My memories of Philadelphia chocolate were of Hershey's, of course, and we visited the factory many times. O.K. Hershey, PA, is not in Philadelphia. Then there was Whitman's! I loved Whitman Samplers, especially since there was a 'map' in the top of the box that showed you which candies were where (unless of course your sister moved them!). I loved the Fudge on the Boardwalk in Atlantic City, but I don't remember too many actual chocolate shops, but then I was a kid. I was big on penny candy, and most of that was not chocolate. Limited budget, limited allowance.

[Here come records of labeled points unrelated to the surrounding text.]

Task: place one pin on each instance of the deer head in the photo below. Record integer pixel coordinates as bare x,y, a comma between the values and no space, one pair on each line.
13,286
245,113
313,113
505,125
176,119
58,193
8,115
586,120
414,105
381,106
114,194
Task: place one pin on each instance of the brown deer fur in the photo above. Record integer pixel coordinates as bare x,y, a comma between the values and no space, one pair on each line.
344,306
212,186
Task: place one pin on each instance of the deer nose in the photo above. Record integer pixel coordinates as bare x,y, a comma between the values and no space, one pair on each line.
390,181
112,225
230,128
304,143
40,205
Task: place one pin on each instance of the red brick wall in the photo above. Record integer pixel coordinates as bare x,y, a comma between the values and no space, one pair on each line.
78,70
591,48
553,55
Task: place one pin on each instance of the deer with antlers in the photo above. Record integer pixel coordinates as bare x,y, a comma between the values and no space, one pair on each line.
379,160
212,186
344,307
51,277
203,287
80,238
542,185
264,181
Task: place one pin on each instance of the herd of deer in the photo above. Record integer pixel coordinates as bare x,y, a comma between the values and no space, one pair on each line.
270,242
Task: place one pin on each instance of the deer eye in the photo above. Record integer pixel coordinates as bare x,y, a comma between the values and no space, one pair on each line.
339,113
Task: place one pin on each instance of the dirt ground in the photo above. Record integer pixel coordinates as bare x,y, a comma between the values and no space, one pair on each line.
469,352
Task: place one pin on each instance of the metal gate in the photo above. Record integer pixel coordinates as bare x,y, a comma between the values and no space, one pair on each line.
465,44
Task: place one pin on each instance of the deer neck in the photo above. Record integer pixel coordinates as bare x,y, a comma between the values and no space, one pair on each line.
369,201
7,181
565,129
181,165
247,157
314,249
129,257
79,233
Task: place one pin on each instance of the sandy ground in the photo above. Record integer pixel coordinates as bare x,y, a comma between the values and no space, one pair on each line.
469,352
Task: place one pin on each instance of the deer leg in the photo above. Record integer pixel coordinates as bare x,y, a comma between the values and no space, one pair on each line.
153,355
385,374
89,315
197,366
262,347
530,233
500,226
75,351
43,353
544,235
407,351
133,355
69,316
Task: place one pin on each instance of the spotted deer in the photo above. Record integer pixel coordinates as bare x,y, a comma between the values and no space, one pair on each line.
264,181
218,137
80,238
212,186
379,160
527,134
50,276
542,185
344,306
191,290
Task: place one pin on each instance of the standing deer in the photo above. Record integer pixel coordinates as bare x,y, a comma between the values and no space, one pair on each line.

So, I was thrilled when Twitter Buddy Janice Bashman (yes, my mystery and chocolate worlds collide again) sent me a link to an article on Chocolate City in today's Philly.com. Lots of wonderful info on indie chocolate makers and an industry that is still booming despite the economic downturn.
Read the article Chocolate City, here.
Italian Thick Hot Chocolate from Max Brenner from the Chocolate City Article.
Makes 6 to 8 servings
For the vanilla cream:
2 tablespoons cornstarch
2 1/2 cups milk, divided
1/2 cup sugar
2 large egg yolks
1 vanilla bean, split lengthwise, or 1 teaspoon vanilla extract
For the hot chocolate:
1 cup of milk
7 ounces semisweet chocolate (2 chocolate bars)
1. Sprinkle the cornstarch over 1/2 cup of the milk in a small bowl and whisk to dissolve. Add the sugar and egg yolks and whisk well.
2. Bring the remaining 2 cups of the milk and the vanilla bean just to a simmer in a heavy-bottomed medium saucepan over low heat. Remove the bean, scrape the vanilla seeds into the milk, and discard the bean. Gradually whisk the egg yolk mixture into the milk.
3. Cook, whisking often, until the sauce comes to a boil, about 3 minutes. If using vanilla extract, stir it in now. Strain through a wire sieve into a bowl.
4. After the vanilla cream is prepared, combine it with the chopped chocolate chunks and a cup of milk, brought just to a boil. Mix until smooth.